我們來談談妳的職涯規劃，妳曾經在 Google 和 Dropbox 負責過類似的工作。妳是如何接觸並進入這個領域的？
我從小就對人權和社會正義非常有熱忱。所以我在 Georgetown University 專攻國際人權倫理和機構，當時我還不知道科技與這類議題的關聯。很幸運地，我畢業的時候就得到了 Google 實習機會。當時，正值 Obama 和 McCain 的總統競選期，因此我就參與了競選宣傳活動。在第一波的競選期間，Obama 團隊成立官方帳號，將宣傳片放置在平台上，把他們的選民都帶回 Youtube 。那個時候，大家還沒有很認真地使用媒體，我們想試著改變這樣的狀況，所以我們就建立了第一個 Youtube 辯論平台。選民們可以在網路上發表言論、表達對他們所支持的候選人的看法。這也讓我發現一個事實是：原來科技真的能夠改變社交和民主運作，也能提升人權。選舉結束之後，我就正式進入 Google 工作。我決定到 Google 的中國辦事處工作，這是我大學時期的夢想之一，我也很喜歡去挑戰、嘗試做這樣的事情 。在這種時候，我們會去討論很多像是關於公司的價值是什麼？我們該如何支持人權活動？這活動對公司的意義是什麼？我們要怎麼影響商業與社會運作，支持不一樣的事情讓公司與眾不同？我們所思考的都是以公司的價值為出發點，我們也相信網路可以為整個世界做到支持人權跟人們隱私、安全和言論自由。
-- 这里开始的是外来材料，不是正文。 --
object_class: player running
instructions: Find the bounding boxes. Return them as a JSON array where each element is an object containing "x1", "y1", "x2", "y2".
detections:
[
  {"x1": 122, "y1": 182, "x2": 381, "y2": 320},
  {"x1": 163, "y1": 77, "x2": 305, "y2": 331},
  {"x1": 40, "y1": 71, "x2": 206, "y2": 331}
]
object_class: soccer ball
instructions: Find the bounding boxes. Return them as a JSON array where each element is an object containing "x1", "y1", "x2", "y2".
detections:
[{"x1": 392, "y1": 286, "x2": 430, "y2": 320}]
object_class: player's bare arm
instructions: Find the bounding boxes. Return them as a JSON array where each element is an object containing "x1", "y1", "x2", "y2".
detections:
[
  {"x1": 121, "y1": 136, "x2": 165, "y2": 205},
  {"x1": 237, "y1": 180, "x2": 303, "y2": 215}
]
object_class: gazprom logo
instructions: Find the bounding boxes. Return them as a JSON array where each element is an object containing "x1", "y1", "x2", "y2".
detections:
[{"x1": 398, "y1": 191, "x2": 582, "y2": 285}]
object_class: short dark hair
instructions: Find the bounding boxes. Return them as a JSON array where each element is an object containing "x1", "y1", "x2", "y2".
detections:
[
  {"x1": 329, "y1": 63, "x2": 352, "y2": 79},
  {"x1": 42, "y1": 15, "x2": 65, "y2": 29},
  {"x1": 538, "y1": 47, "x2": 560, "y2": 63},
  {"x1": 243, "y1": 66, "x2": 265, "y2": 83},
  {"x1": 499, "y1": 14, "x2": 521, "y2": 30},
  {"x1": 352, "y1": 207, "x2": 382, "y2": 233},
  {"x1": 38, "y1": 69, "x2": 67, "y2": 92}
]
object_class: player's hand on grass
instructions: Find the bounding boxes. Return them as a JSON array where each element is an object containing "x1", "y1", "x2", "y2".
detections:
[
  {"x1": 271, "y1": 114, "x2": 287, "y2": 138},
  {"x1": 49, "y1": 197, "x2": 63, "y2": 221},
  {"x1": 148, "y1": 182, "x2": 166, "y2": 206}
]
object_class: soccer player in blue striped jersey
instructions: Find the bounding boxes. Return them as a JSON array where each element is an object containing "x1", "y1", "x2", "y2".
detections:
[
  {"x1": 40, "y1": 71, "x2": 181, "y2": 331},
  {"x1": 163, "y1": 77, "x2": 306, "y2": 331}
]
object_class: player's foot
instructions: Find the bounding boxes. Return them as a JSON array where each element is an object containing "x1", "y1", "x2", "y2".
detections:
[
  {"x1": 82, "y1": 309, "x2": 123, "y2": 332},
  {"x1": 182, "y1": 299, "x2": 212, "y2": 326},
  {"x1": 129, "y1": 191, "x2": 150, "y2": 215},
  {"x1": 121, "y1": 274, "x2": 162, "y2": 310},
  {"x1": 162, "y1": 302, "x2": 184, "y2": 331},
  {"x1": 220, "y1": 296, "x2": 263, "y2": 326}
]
後來，我們收到移除 Youtube 影片的要求，移除部落格的要求，移除各國搜尋結果的要求，甚至是美國。所以我們決定做一件事情，有沒有什麼方法可以讓網友的隱私、安全和言論自由有標準出來？有沒有什麼權衡的方法？當時，沒有任何方式可以做到。所以我們決定創造 Google 的第一份透明度報告，至今已經有超過六十間公司做這樣的報告。編列的目錄為每半年的移除要求數，公司會進行審查流程並提交使用者的資料。我們認為對網友而言，可以了解實際狀況和國家法律是一件很重要的事。如果有個民主程序，人民就能去改變，但如果不清楚法律的影響力，那就無法做任何事情，導致 Google 服務被封鎖。
我在 Google 發現一件有趣的事情是網路會大量地讓人們的隱私、安全和言論自由產生交集，促使人們在平台上有能力去溝通與表達自己。之後 Google 也急速成長，但因為我想要有新的挑戰，於是到了 Dropbox。我從原本幾百人到只有五、六人的團隊，所以這也讓我滿想念新創團隊的感覺。
沒錯。也要去了解彼此的定位，讓網路、公司、社會的未來更好。我還在 Dropbox 工作的時候，我的前 Google 執行長剛好進了 Uber，所以她引薦了我。我有很多以前的同事在那，我們能一起在 Uber 做很多瘋狂的事。
對，諸如此類。不過我會選擇加入 Uber 的主要原因是它擁有像 Google 一樣的機會去影響世界與世界運作的方式。它有能力讓人們看見電動車首次成真上路，到改變人們通勤的方式。妳可以擁有越來越多乘客、越來越少的汽車，減少道路車流量、壅塞問題，並美化環境。這其中有很多吸引人的地方，而我一開始主要負責的專案是犯罪正義改革。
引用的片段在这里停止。